Весь белый день не выходил с пашни Заруба. Курил на ходу. Похлебки поел мимоходом. Да и Гриньку торопил:

— Успевай за мной боронить!

Под вечер, уж на стану, похвалился:

— Вот так, сынок, в соображение прими: что сделано в срок, то в амбаре, а что не по времени, как по ветру развеяно!

— Только прежде, тятя, надо землю спросить: что она повелит? — добавил тот. — Остальное осень покажет...

Ночью привиделось Зарубе во сне, будто лето выдалось хлебородное, дивные хлеба народились, после молотьбы засыпал он свежим зерном полные сусеки в амбаре, лишки на базаре продал, накупил семейству обнов, сахару, пряников, вдобавок на старую телегу новые колеса поставил.

А утром, после счастливого сна, вышел из балагана и обмер: вся округа снегом накрыта! Зловредный Сиверко с холодных краев белую порошу пригнал, на леса куржак накидал, талые воды в ручьях заледенил. Экая беда! Экое горе! Схватился Заруба за голову: пропал урожай! Ладно, если хоть половина семян отогреется и даст всходы.

Днем погода взыграла: горячее солнышко наледь и снег растопило, пашни почернели, грачи в грачевнике загалдели и вылетели из гнезд пропитанье искать, а из леса нахлынул ядреный запах березовых почек, взвился к небу жаворонок и запел там свою первую вешнюю песню.

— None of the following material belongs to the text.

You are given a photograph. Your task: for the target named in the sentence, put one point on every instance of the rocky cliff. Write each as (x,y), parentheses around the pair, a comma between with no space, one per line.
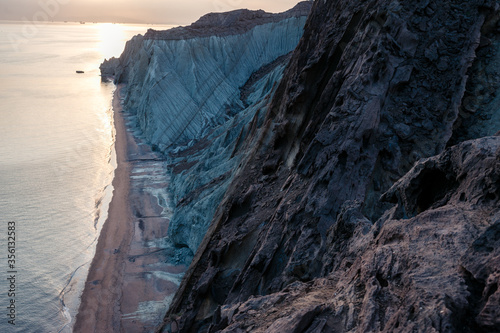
(367,199)
(193,92)
(351,186)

Вот и Гринька засобирался с лукошком на пашню. Не спешил, не суетился, абы поскорее отделаться, а прежде ремень по своей мерке подвязал, разулся, семенное зерно в солнечном тепле обогрел. Да и сеять начал с приглядом, хорошо ли оно ложится на пахоту.

Иван малость постоял на меже, порадовался: «Молодец, Гринька! Научать не надо,сам доходит, своим умом!» С тем и отошел на стан.

А по ту сторону межи, на пашне Сидора Давая батраки досевали уж последний клин. Сам Сидор подле проезжей дороги стоял и на ночную непогоду ругался.

Откуда ни возьмись, дед Калистрат позадь него объявился: босой, холщовые штаны засучены до колен, ворот рубахи расстегнут и посошок в руке.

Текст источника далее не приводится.